Wind farms now have the capacity of two Bonneville dams. Many more are coming, and the region must face the challenges of this rapid growth
For the past decade, Northwest policymakers have treated wind energy like a newborn, lavishing it with political love and bathing it in tax credits and other incentives.
All the attention has paid off: Wind has grown from a bouncy little bundle of renewable energy to a big boy in electricity production.
Wind generation in the Northwest has nearly doubled each of the past four years. Now the thousands of spinning blades in the Columbia River Gorge have the capacity to produce more than 2,000 megawatts –meaning wind farms can churn out the equivalent of two Bonneville dams.
And with wind generation predicted to double again in two years, it will soon grow to the whopping size of four Bonnevilles.
It’s time not only for the Northwest to recognize that wind is growing up, but that it’s rapid expansion poses challenges that the region’s policymakers and the wind industry itself have been slow to recognize, accept and address.
Two recent events should spur a broader public discussion about wind power.
One was the Bonneville Power Administration’s announcement that it will increase by 90 percent the rate it charges wind producers to absorb and smooth out the intermittent stream of power sent onto the grid. The other was Gov. Ted Kulongoski’s veto of a bill that would have cut tax credits to large wind energy projects.
The issues surrounding the BPA’s rate ruling are complicated, but they are worth understanding because it is the region’s first clear-eyed plan to deal with the challenges of wind energy.
Bonneville’s chief executive, Steve Wright, has been on the defensive about his agency’s stance on wind since early this year when it proposed a 300 percent increase in wind energy rates.
In hindsight, it’s clear that shocking rate proposal was useful in propelling the wind industry, utilities and others to take seriously the stress that wind puts on Bonneville’s system.
Most of the region’s wind farms are clustered in an egg shape around the windy Columbia Gorge. The concentrated development intensifies the major ramping events on the system –when the wind blows, the wind farms send power to the grid at the same time; when the wind stalls, all the production plunges.
Bonneville uses its hydro system to balance the ups and downs of wind. But that means manipulating the Columbia River, which comes with substantial costs, some of them, potentially, to threatened salmon.
It looks as though Wright and others have worked out not only a fair rate increase for wind, but also a plan that will ensure that the BPA can accommodate the anticipated huge growth in wind production.
For their part, wind producers now seem committed to making a much greater effort to accurately forecast and schedule their output. The BPA is installing 16 stations to measure wind speed and direction around the region to provide data to wind operators at five-minute intervals.

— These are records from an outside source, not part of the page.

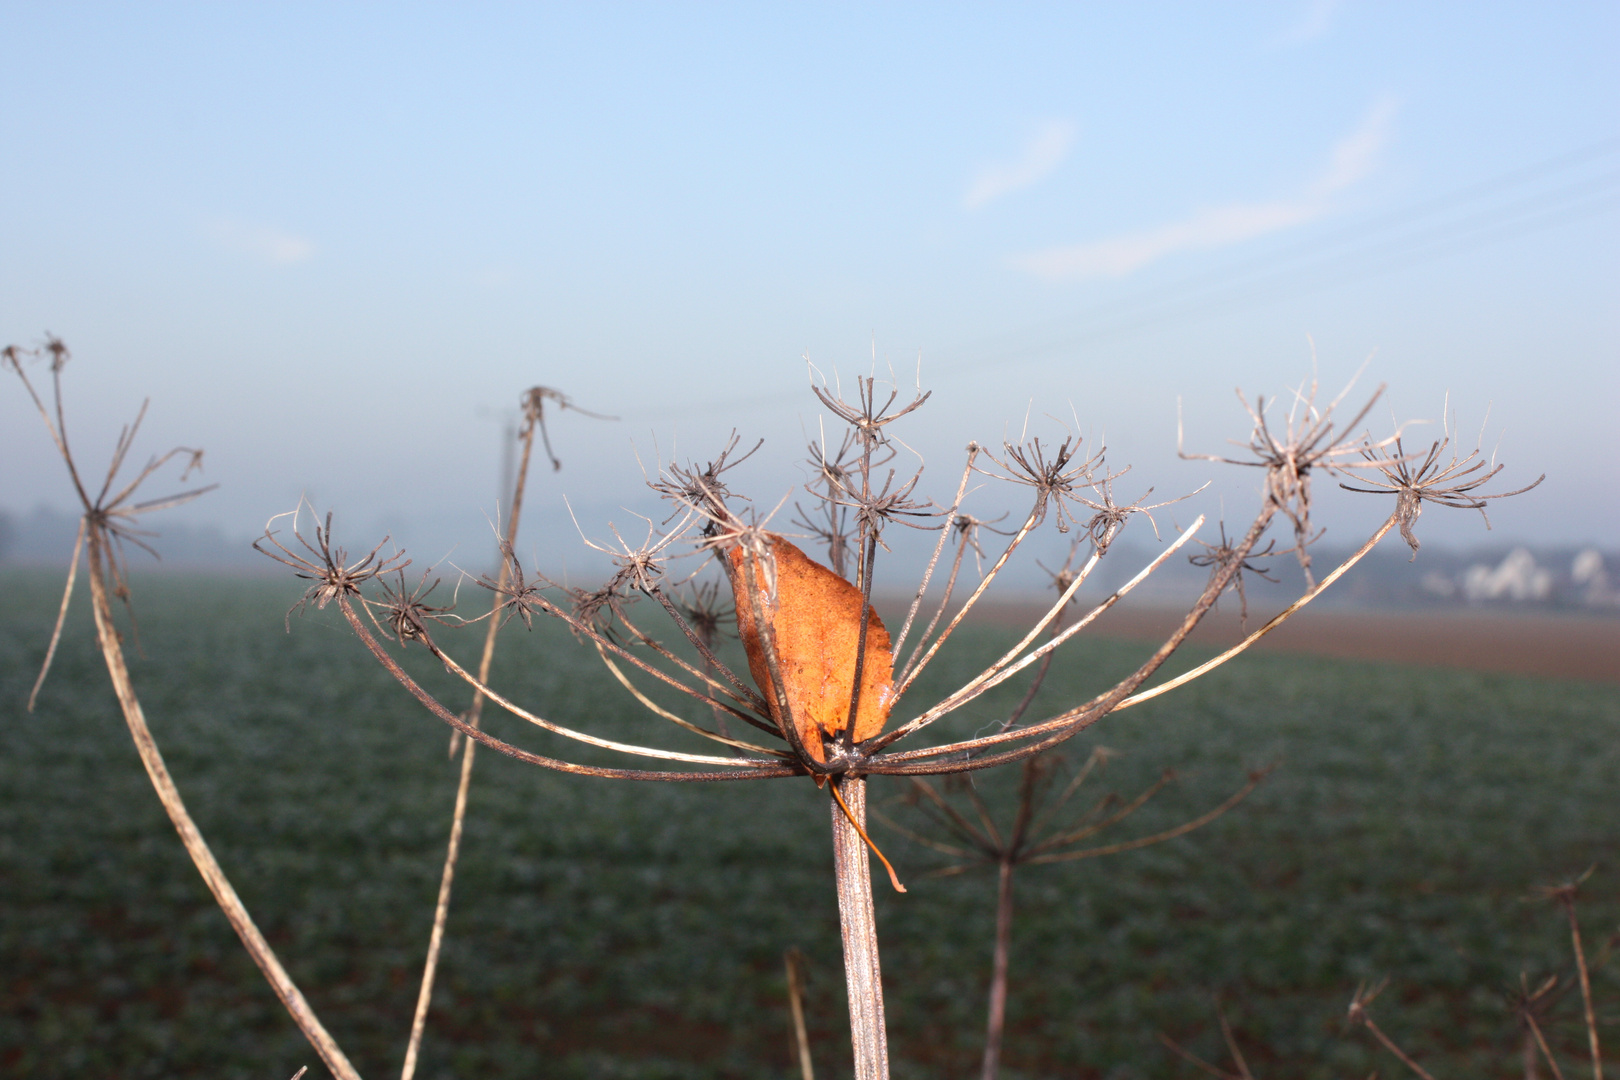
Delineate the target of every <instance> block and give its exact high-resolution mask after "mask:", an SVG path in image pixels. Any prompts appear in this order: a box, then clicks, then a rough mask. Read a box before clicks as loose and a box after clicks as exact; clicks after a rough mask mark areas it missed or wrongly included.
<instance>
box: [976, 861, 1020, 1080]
mask: <svg viewBox="0 0 1620 1080" xmlns="http://www.w3.org/2000/svg"><path fill="white" fill-rule="evenodd" d="M1011 944H1013V857H1011V853H1006V855H1003V857H1001V868H1000V881H998V886H996V949H995V959H993V960H991V965H990V1018H988V1025H987V1030H985V1070H983V1080H996V1075H998V1072H1000V1070H1001V1033H1003V1031H1004V1030H1006V1018H1008V949H1009V946H1011Z"/></svg>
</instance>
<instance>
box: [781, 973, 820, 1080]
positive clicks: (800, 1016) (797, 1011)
mask: <svg viewBox="0 0 1620 1080" xmlns="http://www.w3.org/2000/svg"><path fill="white" fill-rule="evenodd" d="M782 963H786V965H787V1006H789V1007H791V1009H792V1014H794V1048H795V1049H797V1051H799V1075H800V1078H802V1080H815V1067H813V1065H812V1064H810V1031H807V1030H805V1006H804V994H805V954H802V952H799V949H797V946H795V947H792V949H789V950H787V952H784V954H782Z"/></svg>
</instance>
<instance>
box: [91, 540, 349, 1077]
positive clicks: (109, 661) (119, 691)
mask: <svg viewBox="0 0 1620 1080" xmlns="http://www.w3.org/2000/svg"><path fill="white" fill-rule="evenodd" d="M87 533H89V578H91V612H92V614H94V615H96V640H97V643H99V644H100V649H102V659H104V661H105V662H107V674H109V675H110V677H112V685H113V690H115V691H117V695H118V706H120V708H122V709H123V719H125V722H126V724H128V725H130V737H131V738H133V740H134V750H136V753H139V755H141V764H143V766H146V776H147V777H151V780H152V787H154V789H156V790H157V798H159V800H160V801H162V803H164V810H165V811H167V813H168V819H170V821H172V823H173V826H175V832H178V834H180V842H181V844H185V847H186V853H188V855H190V857H191V861H193V863H194V865H196V868H198V873H199V874H203V881H204V884H207V887H209V892H212V894H214V900H215V902H217V904H219V907H220V910H222V912H224V913H225V918H227V920H230V926H232V929H235V931H237V936H238V938H241V944H243V947H245V949H246V950H248V955H251V957H253V962H254V963H258V965H259V970H261V972H264V978H266V981H269V984H271V989H274V991H275V996H277V997H280V1001H282V1004H283V1006H285V1007H287V1012H288V1014H290V1015H292V1018H293V1023H296V1025H298V1030H300V1031H303V1033H305V1038H306V1040H309V1044H311V1046H313V1048H314V1049H316V1052H318V1054H321V1061H322V1062H326V1067H327V1069H330V1070H332V1075H334V1077H337V1078H339V1080H360V1074H358V1072H356V1070H355V1067H353V1065H352V1064H350V1062H348V1057H347V1056H345V1054H343V1051H342V1049H340V1048H339V1046H337V1041H335V1040H334V1038H332V1035H330V1033H329V1031H327V1030H326V1028H324V1027H322V1025H321V1020H319V1018H318V1017H316V1015H314V1010H313V1009H311V1007H309V1002H308V1001H305V996H303V993H300V989H298V986H296V984H295V983H293V980H292V976H290V975H287V968H283V967H282V962H280V960H279V959H277V957H275V950H274V949H271V942H267V941H266V939H264V934H261V933H259V928H258V925H254V921H253V916H251V915H248V908H246V907H243V904H241V897H238V895H237V889H235V887H232V884H230V879H228V878H225V871H224V870H220V866H219V861H217V860H215V858H214V852H211V850H209V845H207V840H204V839H203V832H201V831H199V829H198V827H196V823H194V821H193V819H191V814H190V813H188V811H186V805H185V800H181V798H180V789H178V787H175V780H173V777H172V776H168V766H167V764H164V755H162V753H159V750H157V740H154V738H152V730H151V729H149V727H147V725H146V714H144V712H143V711H141V701H139V698H136V696H134V683H133V682H130V667H128V664H126V662H125V659H123V648H122V646H120V644H118V630H117V628H115V627H113V622H112V602H110V601H109V597H107V581H105V554H104V547H105V542H107V541H105V538H104V536H102V533H100V529H99V528H97V526H94V525H91V526H89V528H87Z"/></svg>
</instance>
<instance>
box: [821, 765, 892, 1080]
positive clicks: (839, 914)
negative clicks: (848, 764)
mask: <svg viewBox="0 0 1620 1080" xmlns="http://www.w3.org/2000/svg"><path fill="white" fill-rule="evenodd" d="M833 784H838V785H839V793H841V795H842V797H844V806H847V808H849V814H847V816H846V813H844V810H841V808H839V805H838V803H836V801H833V800H828V805H829V806H831V808H833V873H834V878H836V881H838V921H839V926H841V929H842V931H844V981H846V984H847V988H849V1035H851V1041H852V1043H854V1048H855V1080H888V1077H889V1041H888V1031H886V1030H885V1025H883V968H881V965H880V962H878V923H876V918H875V916H873V910H872V863H870V861H868V858H867V842H865V840H863V839H862V837H860V831H859V829H857V827H855V823H859V824H860V826H862V827H865V821H867V782H865V780H863V779H860V777H838V779H834V780H833ZM851 818H854V823H852V821H851Z"/></svg>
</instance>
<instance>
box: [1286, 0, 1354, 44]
mask: <svg viewBox="0 0 1620 1080" xmlns="http://www.w3.org/2000/svg"><path fill="white" fill-rule="evenodd" d="M1340 6H1343V5H1341V0H1311V3H1309V5H1306V10H1304V15H1301V16H1299V21H1298V23H1294V24H1293V26H1290V28H1288V29H1286V31H1283V32H1281V34H1278V36H1277V37H1273V39H1272V42H1270V44H1272V45H1273V47H1275V49H1286V47H1290V45H1304V44H1306V42H1312V40H1317V39H1319V37H1327V32H1328V31H1330V29H1333V15H1335V13H1336V11H1338V8H1340Z"/></svg>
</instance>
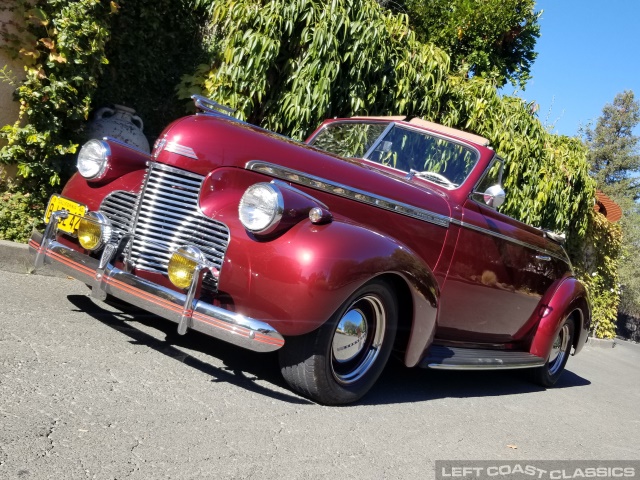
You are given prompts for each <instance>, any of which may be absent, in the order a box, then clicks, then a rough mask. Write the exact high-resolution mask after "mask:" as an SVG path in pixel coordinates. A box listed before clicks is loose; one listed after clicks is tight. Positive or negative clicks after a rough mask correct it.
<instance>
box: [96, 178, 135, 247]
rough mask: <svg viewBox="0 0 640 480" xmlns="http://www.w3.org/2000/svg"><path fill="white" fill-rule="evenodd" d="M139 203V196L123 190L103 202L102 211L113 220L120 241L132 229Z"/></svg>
mask: <svg viewBox="0 0 640 480" xmlns="http://www.w3.org/2000/svg"><path fill="white" fill-rule="evenodd" d="M137 203H138V195H136V194H135V193H131V192H125V191H122V190H116V191H115V192H111V193H110V194H109V195H107V196H106V197H105V199H104V200H103V201H102V204H101V205H100V211H101V212H102V213H103V214H104V215H105V216H106V217H107V218H108V219H109V220H111V225H112V226H113V229H114V231H115V232H116V235H117V239H118V240H120V239H121V238H122V235H124V234H125V233H127V232H128V231H129V230H130V229H131V225H132V224H133V219H134V217H135V213H136V207H137Z"/></svg>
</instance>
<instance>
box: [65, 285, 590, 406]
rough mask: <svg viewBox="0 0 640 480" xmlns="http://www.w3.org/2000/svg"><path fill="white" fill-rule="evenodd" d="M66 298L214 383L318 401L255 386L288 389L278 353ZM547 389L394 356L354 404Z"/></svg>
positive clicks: (372, 404) (486, 374)
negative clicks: (162, 333) (376, 380)
mask: <svg viewBox="0 0 640 480" xmlns="http://www.w3.org/2000/svg"><path fill="white" fill-rule="evenodd" d="M67 298H68V300H69V301H70V302H71V303H72V304H73V305H74V306H76V307H77V308H78V309H79V310H81V311H83V312H86V313H87V314H88V315H90V316H92V317H93V318H95V319H96V320H98V321H100V322H101V323H103V324H104V325H106V326H108V327H110V328H113V329H114V330H116V331H118V332H120V333H122V334H124V335H127V336H128V337H129V338H131V339H132V341H133V342H136V343H137V344H140V345H145V346H147V347H149V348H152V349H153V350H155V351H157V352H159V353H162V354H164V355H167V356H169V357H171V358H173V359H175V360H177V361H179V362H181V363H184V364H185V365H188V366H190V367H192V368H195V369H197V370H199V371H201V372H202V373H205V374H207V375H210V376H211V377H212V381H213V382H228V383H231V384H234V385H237V386H239V387H241V388H245V389H247V390H249V391H252V392H255V393H258V394H260V395H265V396H267V397H270V398H274V399H277V400H281V401H283V402H288V403H294V404H313V403H315V402H312V401H310V400H307V399H305V398H303V397H300V396H298V395H296V394H295V393H293V392H291V393H285V392H281V391H277V390H276V389H271V388H268V387H265V386H262V385H260V384H259V383H257V382H256V380H259V381H262V382H267V383H270V384H272V385H273V386H274V387H278V388H277V389H278V390H280V389H284V390H288V386H287V384H286V383H285V381H284V379H283V378H282V376H281V375H280V368H279V365H278V356H277V353H256V352H252V351H249V350H245V349H242V348H239V347H236V346H233V345H230V344H228V343H226V342H222V341H220V340H217V339H215V338H211V337H208V336H206V335H203V334H201V333H199V332H195V331H190V332H188V333H187V334H186V335H178V333H177V325H176V324H175V323H173V322H170V321H169V320H165V319H163V318H161V317H158V316H156V315H153V314H150V313H148V312H145V311H143V310H139V309H133V308H132V307H130V306H127V309H126V310H127V312H128V313H123V312H120V311H112V310H107V309H106V308H102V307H101V306H100V305H99V304H98V303H97V302H94V301H93V300H92V299H91V298H90V297H88V296H86V295H68V296H67ZM136 323H140V324H142V325H145V326H147V327H150V328H153V329H155V330H157V331H159V332H163V333H164V334H165V339H164V340H160V339H158V338H156V337H154V336H152V335H149V334H147V333H145V332H143V331H142V330H140V329H138V328H136V327H135V324H136ZM177 347H181V348H185V349H189V350H194V351H197V352H201V353H203V354H206V355H210V356H212V357H215V358H217V359H218V360H220V361H222V362H223V363H224V365H225V366H224V367H222V368H221V367H218V366H215V365H212V364H210V363H208V362H206V361H203V360H200V359H198V358H195V357H194V356H192V355H190V354H189V353H187V352H185V351H183V350H181V349H180V348H177ZM569 362H571V359H569ZM569 365H570V364H569ZM590 383H591V382H589V381H588V380H586V379H584V378H582V377H580V376H579V375H576V374H575V373H573V372H571V371H570V370H565V372H564V374H563V375H562V377H561V378H560V380H559V381H558V384H557V385H556V387H555V388H570V387H581V386H585V385H590ZM544 390H545V389H544V388H543V387H540V386H538V385H536V384H534V383H532V382H531V381H529V380H528V379H527V372H526V371H525V370H505V371H475V372H471V371H443V370H429V369H421V368H406V367H405V366H404V365H403V364H402V362H401V361H400V360H399V359H397V358H392V359H391V360H390V361H389V364H388V365H387V367H386V368H385V371H384V372H383V373H382V376H381V377H380V378H379V379H378V381H377V382H376V384H375V385H374V386H373V388H372V389H371V391H370V392H369V393H368V394H367V395H366V396H365V397H364V398H363V399H362V400H360V401H358V402H356V403H353V404H351V406H358V405H384V404H399V403H413V402H423V401H428V400H434V399H439V398H452V397H453V398H467V397H491V396H502V395H516V394H522V393H531V392H541V391H544ZM346 406H347V407H348V406H350V405H346Z"/></svg>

It is noteworthy that the American Wind Energy Association and other industry groups praised BPA’s final rate increase. “Bonneville has taken steps on transmission that lead other utilities around the country,” said Rob Gramlich, senior vice president of the American Wind Energy Association.
All this suggests that the BPA and wind producers are finally recognizing that wind is a rapidly maturing industry in the Northwest, one big enough to demand more sophisticated and nuanced policies.
It’s not clear, though, whether Oregon’s leaders fully understand the strong new wind industry, or why it’s growing so quickly. When Kulongoski issued his notice to veto a bill that would cut state tax credits for wind projects, he and others argued that reducing tax subsidies would deter wind development.
In fact, wind is coming to Oregon with or without $10 million-a-project tax credits.
The influx is driven by California’s renewable energy portfolio standard requiring utilities, by 2020, to get a full third of their power from renewable sources. Oregon, too, has a renewable portfolio standard, but it is less aggressive, requiring 25 percent green energy by 2025.
These standards compel utilities to pay whatever it takes to acquire wind and other renewable energy. That demand will continue to drive wind projects in the region. Oregon’s tax credits do provide an incentive to site windmills here, rather than in Washington. But there’s a case to be made that taxpayers are subsidizing wind farms that would be built here anyway to meet the thirst for renewables in California and other states.
The governor’s veto, and much of the accompanying rhetoric from green energy advocates, seemed to suggest that wind remains this vulnerable little industry that still needs every subsidy it can get. If you believe that, take a ride up the gorge, or better yet, a flight over what is now the Northwest’s wind country.
None of this is meant to criticize wind as a source of renewable energy, economic activity or jobs. It is, flat out, a great industry for the Northwest. But it’s time to see wind for what it is –a big, strong, clean and yet challenging source of energy. It doesn’t need to be babied any longer.